Katakam, A., Melnic, C. M., & Bedair, H. S.
The Journal of Arthroplasty Volume 35 p.2590-2594.
Summary by: Nura Gouda B.S.
The authors of this retrospective study explored the usage of a modified surgical technique during treatment of periprosthetic joint infection (PJI) with the aim of reducing the rate of re-infection after treatment of PJI. Current methods for treatment of PJI include debridement, antibiotics, and implant retention (DAIR). The modified technique used by the study authors involved the use of a dual-DAIR surgical setup, which required re-establishing a new sterile field after the initial debridement. After the initial debridement, all surgical instruments were removed from the field and the wound was covered. All surgical materials and coverings including drapes, lavage, suction, instrument table, and light handles were removed and replaced with new sterile ones. In addition, the surgical team left the room, rescrubbed and obtained new sterile gloves, gowns, and masks.

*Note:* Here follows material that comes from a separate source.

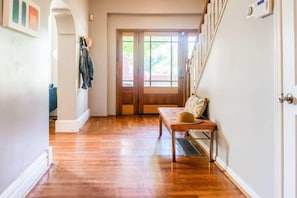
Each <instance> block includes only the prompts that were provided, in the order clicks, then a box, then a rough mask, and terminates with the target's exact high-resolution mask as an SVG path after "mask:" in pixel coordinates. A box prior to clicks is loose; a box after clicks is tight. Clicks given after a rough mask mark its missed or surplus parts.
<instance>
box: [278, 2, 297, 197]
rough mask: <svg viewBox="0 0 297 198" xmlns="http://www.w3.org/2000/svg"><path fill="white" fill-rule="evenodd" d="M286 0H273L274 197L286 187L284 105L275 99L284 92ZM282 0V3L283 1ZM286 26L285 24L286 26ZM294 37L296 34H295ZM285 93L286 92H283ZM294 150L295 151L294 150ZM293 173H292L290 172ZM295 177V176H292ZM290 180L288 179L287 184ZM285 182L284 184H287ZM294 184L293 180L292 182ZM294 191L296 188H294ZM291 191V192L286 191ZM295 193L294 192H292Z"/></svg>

The remainder of the procedure was performed, the wound was irrigated, and new components were inserted. The authors state that frequently the surgical field, team, and instruments used in the initial debridement remain the same during the insertion into the wound and closure of the sterile site. However, this may allow for direct exposure to intraoperative contamination, which the authors discuss as a potential route for infection. A dual-DAIR setup aims to reduce this route of exposure to infection by re-establishing a sterile field after debridement.
The authors identified 263 patients who had underwent DAIR as the initial and exclusive treatment for PJI at a single healthcare system between January 2000 and December 2017. Patients were categorized into failed (n=110) or successful (n=153) treatment groups; failed was defined as reinfection requiring surgical intervention. Of these 263 patients, 20 had undergone a dual-DAIR setup for treatment of PJI. The authors observed that the dual-DAIR cohort had a 75% infection control rate, reducing infection recurrence, which was significantly improved compared to the single set-up cohort (p =0.043). In addition, using multivariate regression, the authors reported that single setups (vs. dual setups), knee joint (vs hip joint), cardiac or vascular disease, major depressive disorder or general anxiety disorder diagnosis, and staphylococcal infections were predictive variables of DAIR failure. Notably, 55.5% of joints were infected with staphylococcus in the failed group and 37.3% were infected with staphylococcus in the successful group. These results suggest that a dual-DAIR setup may reduce re-infection rates for lower extremity total joint arthroplasty. Primary limitations of the study include the retrospective study design and unspecified decision process by which surgeons opted for dual vs. single stage DAIR.